Zoom sur Django unchained, le dernier Tarantino

Si Tarantino porte la casquette de l’historien dans le film ce n’est pas par souci réalisme ou pour faire des fouilles historiques. Rappelons qu’on est dans le domaine du cinéma et le cinéma et l’histoire bien souvent convergent. Le réalisateur américain se permet de transfigurer des faits historiques par le biais de son art à l’instar de son film Unnglorious Bastards, où il réécrit l’assassinat du dictateur allemand Hitler. Dans le film, Hitler meurt dans une salle de cinéma parisien, ce qui n’a rien à voir avec la vérité historique.
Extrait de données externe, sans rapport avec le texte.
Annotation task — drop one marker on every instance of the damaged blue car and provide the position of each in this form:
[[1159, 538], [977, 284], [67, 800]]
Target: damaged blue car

Revenons au film en question, nous retrouvons toujours la même audace de traiter les questions historiques : l’action se passe bien avant l’époque du président américain Abraham Lincoln, le libérateur des esclaves et pourtant l’un des protagonistes est un Blanc américain d’origine allemande, King Schultz, chasseur de primes et libérateur d’esclaves. 

De la complicité entre les héros

Une fois libéré grâce à King Schultz, nous assistons aux liens amicaux qui se tissent entre les deux personnages entre un ex-esclave épris de liberté et animé par le seul désir de récupérer sa femme et un chasseur de primes qui ne voit la vie qu’à travers les primes qu’ils remporte par le son de son pistolet. Au cours du voyage, ils apprennent à mieux se connaître et Django maîtrisera le maniement des armes et découvrira petit à petit le monde des Blancs perçus comme  des ennemis. King Schultz et Django apprendront à marcher ensemble vers la même direction. Cependant cette image nous paraît très répétitive pour ne pas dire qu’elle constitue un cliché dans le cinéma américain (l’amitié entre Blanc et Noir). On en arrive à se demander si le choix de l’origine allemande pour le chasseur de primes est un choix délibéré ou non ? Ne serait-t-il pas une allusion à la pensée de  Nietzsche  étant donné que le chasseur de primes d’origine allemande a brisé les chaînes de l’esclavage et de la servitude de Django ?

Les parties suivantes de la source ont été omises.